Labor has responded to Kenneth Hayne’s interim report, arguing that the “tight timeframe” of the Royal Commission left “very little time to hear from victims of misconduct.”
In a paper co-authored by Bill Shorten, Chris Bowen and Clare O’Neil, Labor said it was “no secret that the Morrison Government never wanted a Royal Commission,” noting that Morrison himself labelled the prospect a “populist whinge.”
As a result, the paper argued, the Commission was unable to field anything approaching the more than 10,000 submissions made, ultimately hearing from 27 people. Following on from the party’s calls to extend the Commission, Labor has since met with victims of financial misconduct in a series of roundtables across the country in order to hear (and publish) their views.
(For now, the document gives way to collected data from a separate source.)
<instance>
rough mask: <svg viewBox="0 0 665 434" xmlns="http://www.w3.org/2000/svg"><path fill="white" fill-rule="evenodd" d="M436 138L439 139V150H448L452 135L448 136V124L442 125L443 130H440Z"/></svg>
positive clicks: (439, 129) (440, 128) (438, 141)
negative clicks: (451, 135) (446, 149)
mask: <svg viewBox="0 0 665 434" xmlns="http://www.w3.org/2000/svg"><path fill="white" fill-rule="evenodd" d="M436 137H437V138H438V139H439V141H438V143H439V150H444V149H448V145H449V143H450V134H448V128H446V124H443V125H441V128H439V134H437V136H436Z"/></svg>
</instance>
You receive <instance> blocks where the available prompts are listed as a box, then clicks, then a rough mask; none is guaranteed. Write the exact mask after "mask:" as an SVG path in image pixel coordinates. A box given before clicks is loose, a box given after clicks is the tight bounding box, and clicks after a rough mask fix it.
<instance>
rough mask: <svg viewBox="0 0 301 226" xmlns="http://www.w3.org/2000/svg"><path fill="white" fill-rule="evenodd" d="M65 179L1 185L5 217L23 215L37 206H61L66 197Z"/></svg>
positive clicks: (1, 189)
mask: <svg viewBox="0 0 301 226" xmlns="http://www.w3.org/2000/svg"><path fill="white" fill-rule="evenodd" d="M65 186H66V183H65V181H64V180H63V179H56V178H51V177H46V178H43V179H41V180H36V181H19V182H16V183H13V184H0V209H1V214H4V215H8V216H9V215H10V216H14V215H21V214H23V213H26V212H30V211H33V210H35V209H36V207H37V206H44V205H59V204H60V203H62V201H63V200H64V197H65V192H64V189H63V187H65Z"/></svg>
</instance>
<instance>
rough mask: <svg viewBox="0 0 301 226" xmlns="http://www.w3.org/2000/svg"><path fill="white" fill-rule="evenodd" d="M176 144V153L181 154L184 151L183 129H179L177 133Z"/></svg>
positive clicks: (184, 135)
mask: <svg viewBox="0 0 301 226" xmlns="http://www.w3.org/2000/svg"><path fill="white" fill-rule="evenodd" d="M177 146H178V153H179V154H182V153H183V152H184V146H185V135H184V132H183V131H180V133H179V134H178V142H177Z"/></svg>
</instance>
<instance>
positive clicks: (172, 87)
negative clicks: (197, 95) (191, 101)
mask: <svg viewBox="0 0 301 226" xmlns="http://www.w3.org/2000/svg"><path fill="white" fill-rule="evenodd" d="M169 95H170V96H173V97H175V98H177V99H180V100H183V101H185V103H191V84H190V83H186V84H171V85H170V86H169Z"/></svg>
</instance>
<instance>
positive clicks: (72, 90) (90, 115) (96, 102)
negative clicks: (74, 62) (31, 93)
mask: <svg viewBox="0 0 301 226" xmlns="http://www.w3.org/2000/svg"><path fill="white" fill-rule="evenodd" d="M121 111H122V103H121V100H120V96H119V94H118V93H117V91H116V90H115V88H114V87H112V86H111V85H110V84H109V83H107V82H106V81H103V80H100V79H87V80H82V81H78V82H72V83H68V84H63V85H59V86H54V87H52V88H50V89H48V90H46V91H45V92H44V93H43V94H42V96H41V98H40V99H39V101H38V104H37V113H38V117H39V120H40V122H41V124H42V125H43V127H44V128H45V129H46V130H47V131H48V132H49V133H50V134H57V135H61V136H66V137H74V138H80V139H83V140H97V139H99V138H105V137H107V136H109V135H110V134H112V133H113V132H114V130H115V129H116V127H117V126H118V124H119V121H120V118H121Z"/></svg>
Examining in greater detail
Labor said these roundtables provided “additional clarity and breadth to the preliminary conclusions about bank culture that the Commissioner outlined in his interim report,” adding that they also exposed issues with process and culture “that were touched on only briefly in the interim report, or were not covered at all.”
The paper highlights stories of people feeling “forced to give up” as a result of expensive litigation, stonewalling by financial institutions, “inappropriate surveillance” and “continuous changes in who customers are dealing with at the bank, causing them to have to retell their story and relitigate the same arguments over and over again.”
What would Labor have the Commission do?
Beyond calls for extension, Labor (via Shorten) has also previously suggested banks should be “stripped of their rights” to manage superannuation. Labor has also called for ASX 100 companies to disclose the ratio of chief executive pay to median employee from the 2021 financial year as a move to increase corporate transparency.
In this submission, Labor argued for changes to the Australian Financial Complaints Authority, saying “participants [in the roundtable] expressed concern that the Commissioner may not have gathered sufficient evidence to make recommendations for significant reforms to [AFCA].”
It stands to reason, then, that a potential Shorten government would be looking for more wide-ranging reforms to the financial services sector than the interim report has recommended thus far.